Desde que fuimos bautizados, hace más o menos años, comenzó a producirse en el centro de nuestras almas un fenómeno ciertamente sorprendente: la santificación de nuestra alma y la constante maduración de nuestra intimidad con Jesucristo destinada a durar ya eternamente cuando, finalmente, lleguemos a la casa del Padre para instalarnos en su conversación.
Así pues, los autores de espiritualidad nos insisten en sus tratados, con toda naturalidad, en mantener el “hilo de la conversación con Jesucristo”, algo aparentemente inconcebible: el hecho inaudito de que Dios se interese por sus criaturas. Sin embargo, es una realidad que forma parte del misterio de la creación, el hecho de que Dios haya creado el mundo enteramente por amor y, además, que lo gobierne y sostiene primorosamente con una conmovedora providencia.

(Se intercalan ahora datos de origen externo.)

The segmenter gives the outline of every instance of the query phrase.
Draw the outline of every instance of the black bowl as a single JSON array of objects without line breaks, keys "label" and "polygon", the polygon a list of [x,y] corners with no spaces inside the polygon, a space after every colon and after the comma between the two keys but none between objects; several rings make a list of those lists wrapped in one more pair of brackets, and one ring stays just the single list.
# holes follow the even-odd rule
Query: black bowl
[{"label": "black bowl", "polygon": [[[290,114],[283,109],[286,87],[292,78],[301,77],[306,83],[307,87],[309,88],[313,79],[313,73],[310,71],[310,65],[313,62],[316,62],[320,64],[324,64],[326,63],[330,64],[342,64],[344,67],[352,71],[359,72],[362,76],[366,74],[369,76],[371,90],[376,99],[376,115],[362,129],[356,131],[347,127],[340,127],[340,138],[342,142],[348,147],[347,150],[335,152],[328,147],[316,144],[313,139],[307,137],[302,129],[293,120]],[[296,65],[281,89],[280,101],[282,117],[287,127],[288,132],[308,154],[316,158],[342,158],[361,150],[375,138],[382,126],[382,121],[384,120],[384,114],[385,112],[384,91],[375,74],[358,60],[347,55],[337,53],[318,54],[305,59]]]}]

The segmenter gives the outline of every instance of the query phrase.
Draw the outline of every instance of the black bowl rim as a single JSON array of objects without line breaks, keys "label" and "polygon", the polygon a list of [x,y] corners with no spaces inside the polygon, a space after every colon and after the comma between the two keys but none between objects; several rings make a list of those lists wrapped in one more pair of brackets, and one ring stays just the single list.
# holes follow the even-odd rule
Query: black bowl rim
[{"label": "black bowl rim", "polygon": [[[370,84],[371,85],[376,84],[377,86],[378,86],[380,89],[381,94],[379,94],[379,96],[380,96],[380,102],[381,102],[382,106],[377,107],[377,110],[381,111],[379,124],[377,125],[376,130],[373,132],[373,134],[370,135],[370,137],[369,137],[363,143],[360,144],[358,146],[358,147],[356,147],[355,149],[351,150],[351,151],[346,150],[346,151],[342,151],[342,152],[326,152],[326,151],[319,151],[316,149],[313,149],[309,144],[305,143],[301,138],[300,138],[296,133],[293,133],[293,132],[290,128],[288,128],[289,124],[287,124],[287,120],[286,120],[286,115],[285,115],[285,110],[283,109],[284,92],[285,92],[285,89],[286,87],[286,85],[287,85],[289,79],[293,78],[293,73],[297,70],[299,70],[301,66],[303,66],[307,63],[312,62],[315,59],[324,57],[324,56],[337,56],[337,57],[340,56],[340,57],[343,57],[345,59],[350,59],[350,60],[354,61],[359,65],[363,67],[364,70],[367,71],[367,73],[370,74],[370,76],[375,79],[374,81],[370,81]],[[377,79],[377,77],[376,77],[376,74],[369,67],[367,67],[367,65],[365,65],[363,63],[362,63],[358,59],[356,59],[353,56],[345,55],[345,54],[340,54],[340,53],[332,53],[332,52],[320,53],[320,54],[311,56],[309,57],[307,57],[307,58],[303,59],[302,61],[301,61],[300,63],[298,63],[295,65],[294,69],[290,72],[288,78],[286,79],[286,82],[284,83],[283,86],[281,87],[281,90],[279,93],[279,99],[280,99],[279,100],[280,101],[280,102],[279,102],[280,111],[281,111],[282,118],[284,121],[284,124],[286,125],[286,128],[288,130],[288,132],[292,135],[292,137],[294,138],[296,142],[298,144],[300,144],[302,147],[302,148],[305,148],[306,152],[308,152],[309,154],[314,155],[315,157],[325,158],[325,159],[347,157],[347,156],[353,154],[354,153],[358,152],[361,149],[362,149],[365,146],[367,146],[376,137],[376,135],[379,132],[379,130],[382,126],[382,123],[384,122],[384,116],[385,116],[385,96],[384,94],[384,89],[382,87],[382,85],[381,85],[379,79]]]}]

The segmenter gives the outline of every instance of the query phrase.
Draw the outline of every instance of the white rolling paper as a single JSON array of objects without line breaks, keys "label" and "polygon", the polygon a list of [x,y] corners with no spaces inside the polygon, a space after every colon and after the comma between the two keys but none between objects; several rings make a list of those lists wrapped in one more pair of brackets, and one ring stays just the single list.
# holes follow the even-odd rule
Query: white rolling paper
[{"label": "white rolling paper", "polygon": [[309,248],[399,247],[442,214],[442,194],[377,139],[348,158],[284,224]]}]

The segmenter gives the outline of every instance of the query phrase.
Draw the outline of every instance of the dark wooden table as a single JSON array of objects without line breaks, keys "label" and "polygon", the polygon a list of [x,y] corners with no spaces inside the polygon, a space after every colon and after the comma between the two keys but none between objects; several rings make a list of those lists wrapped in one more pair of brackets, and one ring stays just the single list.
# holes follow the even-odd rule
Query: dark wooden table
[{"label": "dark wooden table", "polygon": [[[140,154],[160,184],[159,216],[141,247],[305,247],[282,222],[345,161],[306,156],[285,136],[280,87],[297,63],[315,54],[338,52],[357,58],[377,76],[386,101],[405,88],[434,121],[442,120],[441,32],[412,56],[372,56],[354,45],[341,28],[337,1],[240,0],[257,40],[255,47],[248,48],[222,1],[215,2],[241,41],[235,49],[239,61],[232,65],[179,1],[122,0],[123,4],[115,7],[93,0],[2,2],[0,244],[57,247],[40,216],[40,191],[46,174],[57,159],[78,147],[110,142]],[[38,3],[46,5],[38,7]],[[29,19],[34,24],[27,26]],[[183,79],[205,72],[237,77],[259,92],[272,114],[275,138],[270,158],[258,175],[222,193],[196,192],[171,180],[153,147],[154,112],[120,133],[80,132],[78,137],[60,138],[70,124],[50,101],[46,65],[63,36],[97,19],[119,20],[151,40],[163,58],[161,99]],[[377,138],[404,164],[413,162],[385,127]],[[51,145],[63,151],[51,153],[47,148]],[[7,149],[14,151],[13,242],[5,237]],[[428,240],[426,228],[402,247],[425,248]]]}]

Precisamente, el tratado teológico de la gracia nos recuerda que, por una especial donación divina, se nos ha entregado a todos los cristianos el consolador misterio de la “inhabitación de la Santísima Trinidad” en nuestra alma en gracia. Un descubrimiento que no debemos olvidar ni acostumbrarnos. Es decir, Dios desea vivir no solo cerca de los hombres ni alrededor de ellos, sino dentro de sus almas para establecer una particular “comunión de los santos”, en verdadera “comunión” con cada uno de sus hijos cristianos.
Indudablemente, esta realidad sublime forma parte de las verdades que un día aprendimos y grabamos en nuestro interior, no sólo en nuestra memoria, durante las catequesis que recibimos para la preparación de la primera Comunión y sobre verdad consoladora es necesario volver, pues como afirma el Salmo: “gustad y ved qué bueno es el Señor” (Salmo 102).
Efectivamente, nuestra alma inmortal necesita recrearse y ejercitarse en ese tomar y retomar el hilo de la conversación con Jesucristo pues sólo así podremos llevar a cabo el proyecto de vida que la Iglesia nos propone justo al final de la Plegaria Eucarística, durante la celebración de la Santa Misa: “Por Cristo, con Él y en Él”.
Para poder dar gloria a Dios constantemente que es exactamente el fin para el que hemos sido creados todos y cada uno de los seres creados: “ser eternamente felices dando gloria a Dios al hacer su voluntad”, hace falta complicidad. Sólo quien hace las cosas con Jesucristo; pidiendo ayuda, conversando todo, compartiendo todo, puede verdaderamente tener un corazón recto y una intención purificada de modo que puede afirmar que hace las cosas por amor a Dios, por Jesucristo Nuestro Señor. De ese modo, la connaturalidad de la vida con Jesucristo, por una ayuda divina, concluirá en vivir la vida en Jesucristo.
Indudablemente, la llamada a la santidad, a la real y verdadera intimidad con Jesucristo, es sencillamente una propuesta divina de anticipar el cielo en la tierra, de ese modo son felices en el cielo quienes ha sido felices en la tierra, pues el hilo de la conversación no es que nunca se haya interrumpido, sino que se ha recuperado a lo largo de la vida muchas veces.